Building 1Claw on Midnight: Private AI Agents Meet the Public Ledger

The problem we have been chewing on for the last year is small to describe and huge to fix: there is no clean way for an AI agent to transact on a public blockchain without leaking something it shouldn't.

The leaks come from three directions. The signing key ends up in an environment variable, then a debug log, then a stack trace. The model context window absorbs whatever data the agent was looking at when it decided to sign—and that context window gets shipped to OpenAI or Anthropic or Google and stored in ways the user never consented to. And the transaction itself lands on a public ledger where any observer with a mempool subscription can see exactly what the agent did, who it dealt with, and how often.

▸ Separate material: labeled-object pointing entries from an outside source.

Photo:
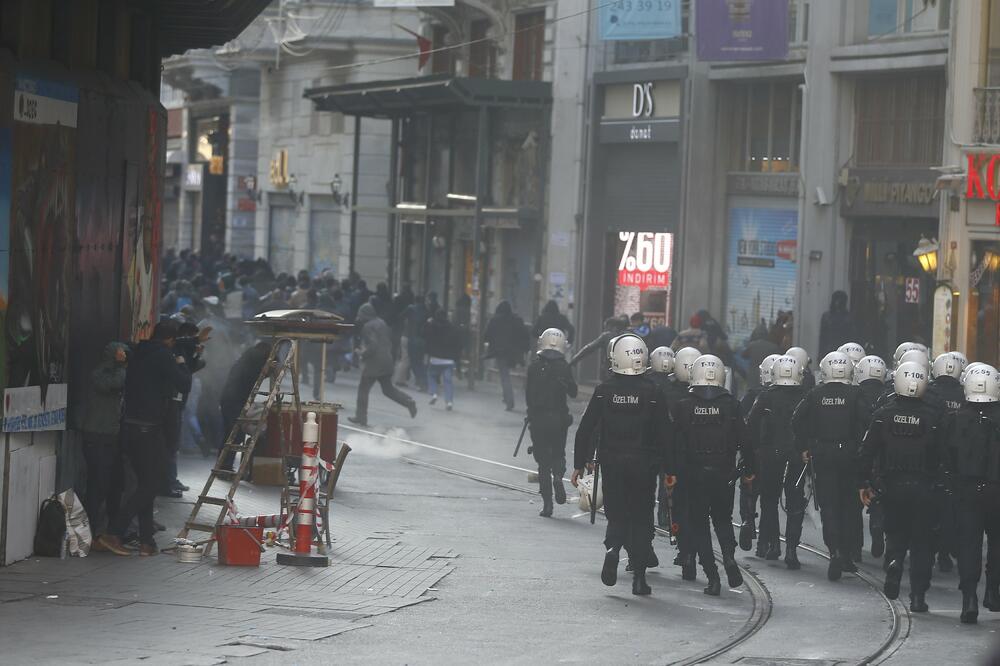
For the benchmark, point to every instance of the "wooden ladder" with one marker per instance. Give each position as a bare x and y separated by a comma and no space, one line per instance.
243,438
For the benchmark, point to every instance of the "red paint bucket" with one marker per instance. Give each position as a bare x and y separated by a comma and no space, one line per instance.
240,546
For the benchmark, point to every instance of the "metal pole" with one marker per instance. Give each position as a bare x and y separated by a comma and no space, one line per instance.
351,262
391,223
478,280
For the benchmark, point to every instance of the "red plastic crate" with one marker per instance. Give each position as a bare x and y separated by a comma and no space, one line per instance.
239,546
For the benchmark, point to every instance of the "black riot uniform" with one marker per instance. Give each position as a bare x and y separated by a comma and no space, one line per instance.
627,416
871,391
708,436
973,460
901,459
946,394
748,489
769,430
829,423
548,384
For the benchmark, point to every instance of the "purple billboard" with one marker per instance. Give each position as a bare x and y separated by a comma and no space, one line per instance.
742,30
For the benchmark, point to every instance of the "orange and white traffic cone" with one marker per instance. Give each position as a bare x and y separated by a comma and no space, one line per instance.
305,518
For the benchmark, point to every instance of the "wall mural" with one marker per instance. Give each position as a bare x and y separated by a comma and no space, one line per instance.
42,219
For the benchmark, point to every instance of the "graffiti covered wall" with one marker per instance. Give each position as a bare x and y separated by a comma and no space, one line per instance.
43,203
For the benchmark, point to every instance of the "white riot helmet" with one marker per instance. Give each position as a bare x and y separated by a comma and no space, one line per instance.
628,355
683,362
800,355
905,347
661,359
854,351
910,379
708,370
766,376
870,367
982,384
787,371
915,356
947,365
969,368
837,367
554,339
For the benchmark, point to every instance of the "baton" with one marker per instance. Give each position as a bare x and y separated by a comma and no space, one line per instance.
520,439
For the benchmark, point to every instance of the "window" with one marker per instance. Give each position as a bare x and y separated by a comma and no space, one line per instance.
529,43
900,120
482,54
891,17
764,120
441,61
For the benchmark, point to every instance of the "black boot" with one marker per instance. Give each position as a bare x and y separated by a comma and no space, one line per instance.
944,563
639,585
735,578
791,558
714,587
834,569
893,575
609,573
970,608
545,489
991,599
747,534
688,570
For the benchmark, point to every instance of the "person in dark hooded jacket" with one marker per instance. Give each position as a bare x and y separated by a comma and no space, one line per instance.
376,364
836,327
506,341
552,318
100,426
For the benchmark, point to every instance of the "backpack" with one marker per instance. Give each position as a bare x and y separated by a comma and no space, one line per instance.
50,533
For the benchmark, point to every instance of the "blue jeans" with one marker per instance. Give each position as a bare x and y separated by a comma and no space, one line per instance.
441,373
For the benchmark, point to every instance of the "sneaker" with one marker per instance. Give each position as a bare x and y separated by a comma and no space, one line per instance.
113,544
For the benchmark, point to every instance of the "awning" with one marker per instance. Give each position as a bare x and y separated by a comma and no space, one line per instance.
403,97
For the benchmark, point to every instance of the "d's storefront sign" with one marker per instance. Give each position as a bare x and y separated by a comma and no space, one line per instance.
981,180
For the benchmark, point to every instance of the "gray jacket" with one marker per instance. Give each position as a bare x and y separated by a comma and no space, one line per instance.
376,343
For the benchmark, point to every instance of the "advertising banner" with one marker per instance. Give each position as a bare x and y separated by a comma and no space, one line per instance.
762,269
640,19
742,30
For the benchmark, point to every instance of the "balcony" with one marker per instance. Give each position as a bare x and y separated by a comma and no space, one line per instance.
987,128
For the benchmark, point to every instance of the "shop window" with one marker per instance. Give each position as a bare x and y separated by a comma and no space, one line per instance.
900,120
482,54
441,60
529,45
902,17
984,303
764,120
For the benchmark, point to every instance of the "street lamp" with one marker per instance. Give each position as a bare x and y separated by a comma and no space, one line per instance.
926,254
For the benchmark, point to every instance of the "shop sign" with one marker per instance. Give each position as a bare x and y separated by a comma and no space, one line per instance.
912,291
981,180
645,260
891,193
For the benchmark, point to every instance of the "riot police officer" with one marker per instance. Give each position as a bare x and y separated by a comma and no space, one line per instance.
686,550
770,433
709,435
869,377
829,424
632,448
901,458
973,444
548,384
945,394
748,490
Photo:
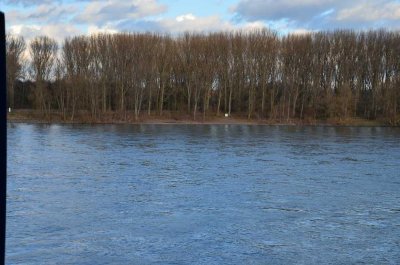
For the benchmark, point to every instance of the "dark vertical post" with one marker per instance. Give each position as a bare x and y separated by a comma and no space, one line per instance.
3,139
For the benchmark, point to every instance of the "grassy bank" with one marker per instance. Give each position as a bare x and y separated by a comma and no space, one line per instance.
32,116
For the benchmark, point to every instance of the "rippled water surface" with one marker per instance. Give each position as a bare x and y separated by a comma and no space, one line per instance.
202,194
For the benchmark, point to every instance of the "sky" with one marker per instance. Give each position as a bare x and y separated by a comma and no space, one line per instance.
64,18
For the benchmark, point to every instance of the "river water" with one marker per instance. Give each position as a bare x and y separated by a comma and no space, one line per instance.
202,194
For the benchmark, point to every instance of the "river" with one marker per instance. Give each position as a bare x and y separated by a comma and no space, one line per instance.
202,194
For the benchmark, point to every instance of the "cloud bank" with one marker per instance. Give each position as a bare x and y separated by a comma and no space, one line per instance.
63,18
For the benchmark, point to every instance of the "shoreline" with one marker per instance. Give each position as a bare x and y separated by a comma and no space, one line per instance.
112,118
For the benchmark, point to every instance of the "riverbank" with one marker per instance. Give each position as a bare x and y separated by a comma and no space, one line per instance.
29,116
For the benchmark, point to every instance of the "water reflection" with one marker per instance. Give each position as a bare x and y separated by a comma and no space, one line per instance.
202,194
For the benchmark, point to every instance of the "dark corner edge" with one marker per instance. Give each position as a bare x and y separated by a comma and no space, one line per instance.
3,139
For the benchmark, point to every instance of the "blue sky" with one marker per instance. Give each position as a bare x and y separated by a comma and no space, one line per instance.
63,18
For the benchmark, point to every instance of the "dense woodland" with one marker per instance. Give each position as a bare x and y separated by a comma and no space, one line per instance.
258,74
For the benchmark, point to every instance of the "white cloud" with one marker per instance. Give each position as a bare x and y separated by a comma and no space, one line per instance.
100,12
320,15
371,11
56,31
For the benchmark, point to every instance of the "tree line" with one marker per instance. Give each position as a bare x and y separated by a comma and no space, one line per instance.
258,74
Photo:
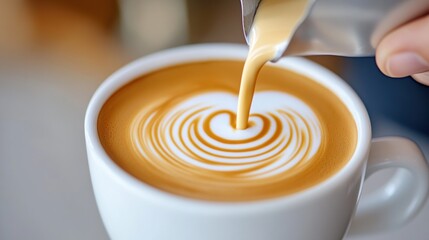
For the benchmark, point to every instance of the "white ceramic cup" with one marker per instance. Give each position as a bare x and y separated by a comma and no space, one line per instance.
131,209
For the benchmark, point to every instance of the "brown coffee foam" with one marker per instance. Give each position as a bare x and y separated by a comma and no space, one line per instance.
157,89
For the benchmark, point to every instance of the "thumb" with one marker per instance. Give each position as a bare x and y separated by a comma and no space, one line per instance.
405,51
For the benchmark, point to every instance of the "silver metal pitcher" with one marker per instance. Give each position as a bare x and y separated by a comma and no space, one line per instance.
342,27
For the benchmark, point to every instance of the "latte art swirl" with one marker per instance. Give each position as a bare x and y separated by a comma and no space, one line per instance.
195,137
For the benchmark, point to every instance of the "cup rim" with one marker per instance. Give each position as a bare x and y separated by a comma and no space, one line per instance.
202,52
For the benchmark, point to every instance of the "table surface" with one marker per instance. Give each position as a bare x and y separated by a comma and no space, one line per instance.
45,189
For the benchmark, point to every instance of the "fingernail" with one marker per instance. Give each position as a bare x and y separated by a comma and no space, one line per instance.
405,64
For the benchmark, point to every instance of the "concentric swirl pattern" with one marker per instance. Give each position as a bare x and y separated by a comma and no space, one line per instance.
194,136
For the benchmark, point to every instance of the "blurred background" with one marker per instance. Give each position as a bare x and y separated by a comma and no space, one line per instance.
54,54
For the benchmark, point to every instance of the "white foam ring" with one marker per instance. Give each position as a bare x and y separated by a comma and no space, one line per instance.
284,132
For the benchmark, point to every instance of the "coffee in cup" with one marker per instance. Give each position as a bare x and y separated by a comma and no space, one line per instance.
174,129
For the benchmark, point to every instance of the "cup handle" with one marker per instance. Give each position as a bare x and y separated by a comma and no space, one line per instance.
401,198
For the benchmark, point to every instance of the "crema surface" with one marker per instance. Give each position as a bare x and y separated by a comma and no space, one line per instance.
175,130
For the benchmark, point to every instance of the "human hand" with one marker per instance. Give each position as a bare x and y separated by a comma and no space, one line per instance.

Each leak is solvable in isolation. The hard part is solving all three without giving up the thing that makes agents useful in the first place: they operate without a human in the loop.

1Claw was built for the first two problems. Midnight was built for the third. This post is about what happens when you put them together, what we already ship, and what we are adding next.

What 1Claw runs today

1Claw is three services, all running inside attested confidential compute on AMD SEV-SNP nodes on GKE. The boundary that matters is the enclave measurement: every piece of code that touches a customer secret or a signing key has its hash baked into a SEV-SNP attestation report, which we sign and ship to the audit log on every operation. If the code changes, the measurement changes, and the customer's compliance team sees exactly when and what.

Vaultis the secret store. Standard envelope encryption: every secret gets its own data encryption key (DEK), and the DEK is wrapped by a key encryption key (KEK) that lives in Cloud KMS. The KEK never leaves the HSM. We ask KMS to unwrap the DEK inside the enclave, decrypt the secret, use it, and zero the memory before exit. For Business tier customers the KEK runs as a 2-of-3 Shamir split across GCP, AWS, and Azure KMS—a single cloud provider compromise surfaces nothing useful. The policy layer on top is what gives an agent a short-lived JWT scoped to a specific secret path, with a specific TTL and a specific action set.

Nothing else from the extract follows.